Through the Looking Glass Children's Book Reviews
Beast Feast : Poems
Poetry Picture Book
For ages 5 to 7
Harcourt, 1998 ISBN: 978-0152017378
Most of us tend to take a long time to say what we want to say. We don’t try to describe things in a concise way, and sometimes what we want to say or describe gets lost in the throng of words. In this collection, poet and illustrator, Douglas Florian, beautifully captures the nature or habits of twenty-one animals using very few words.
Often the poems are amusing. For example in The Anteater we are told that this animal has a “long and tacky tongue,” which goes “snaking from its snout.” The anteater uses this tongue to snag termites, a thousand of which go “riding in” to the anteater’s mouth, but none come “riding out.”
In the shortest of the poems Douglas Florian often tweaks the words he uses, and the result is clever and amusing. In The Rhea he tells us that this large bird is “rheally” strange. It is just like an ostrich that has been “rhearranged.”

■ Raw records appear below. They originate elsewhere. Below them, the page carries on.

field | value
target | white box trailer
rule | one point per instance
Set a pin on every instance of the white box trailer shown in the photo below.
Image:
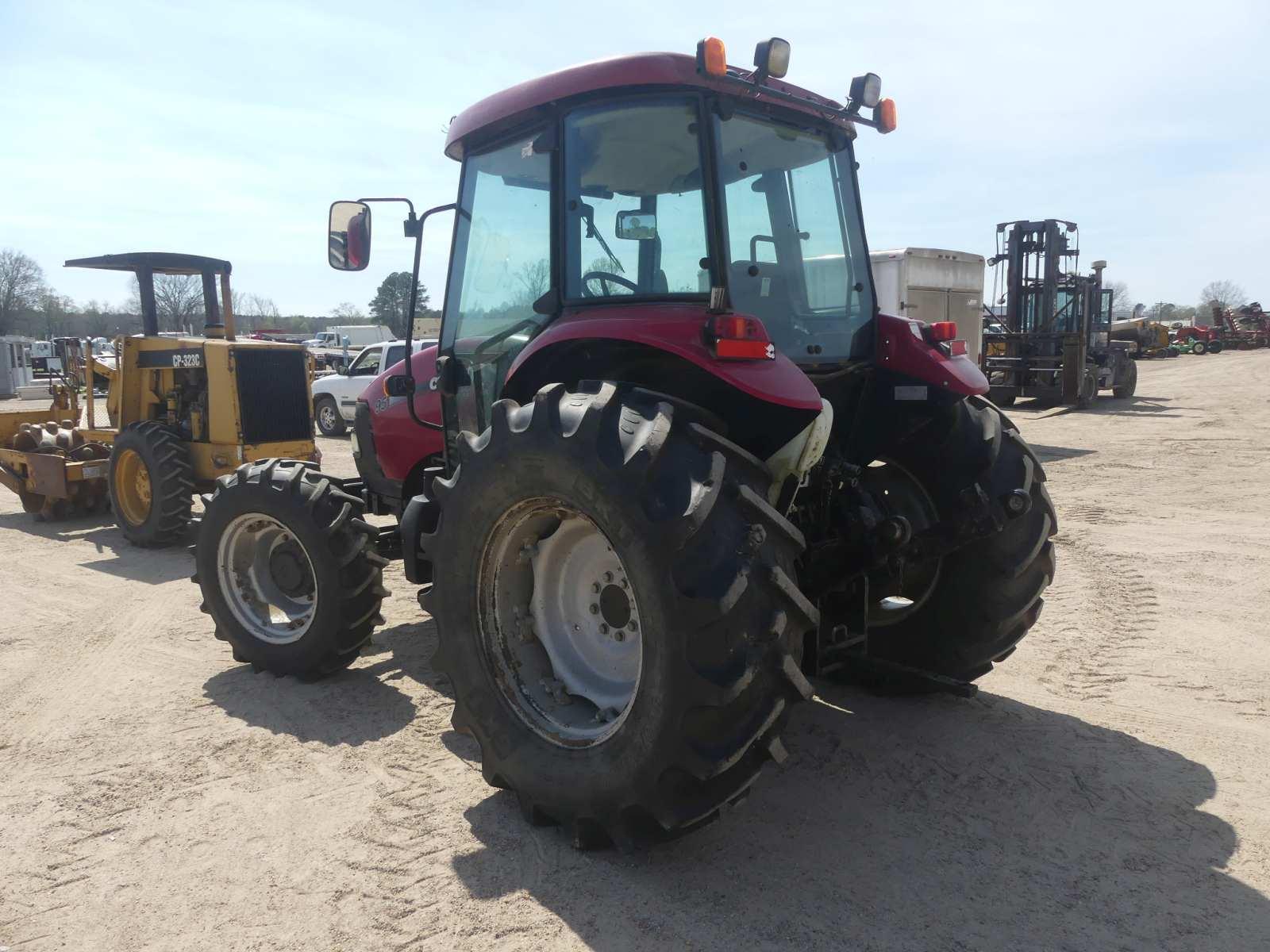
(933, 285)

Sometimes the poem is told from the animal’s point of view, and sometimes the poet himself expresses an opinion. In The Pigeon, he admits that he does not “Love the pigeon” but he does “like it” because the bird has its own way of doing things. It bobs its head when it walks, and pigeons are brave creatures, who may even we willing to sit on one’s shoulder.
There are some poems that tell us exactly what the animal in question is like. For example we learn that toads, the “squat and plump” relative of the frog, does not jump very often. It is a nocturnal creature that hunts during the night and that “hops into an earthy borrow” to nap until it is time to hunt again.
With poems that amuse, intrigue, and inform, this is a collection that young readers will enjoy sharing with friends and family members.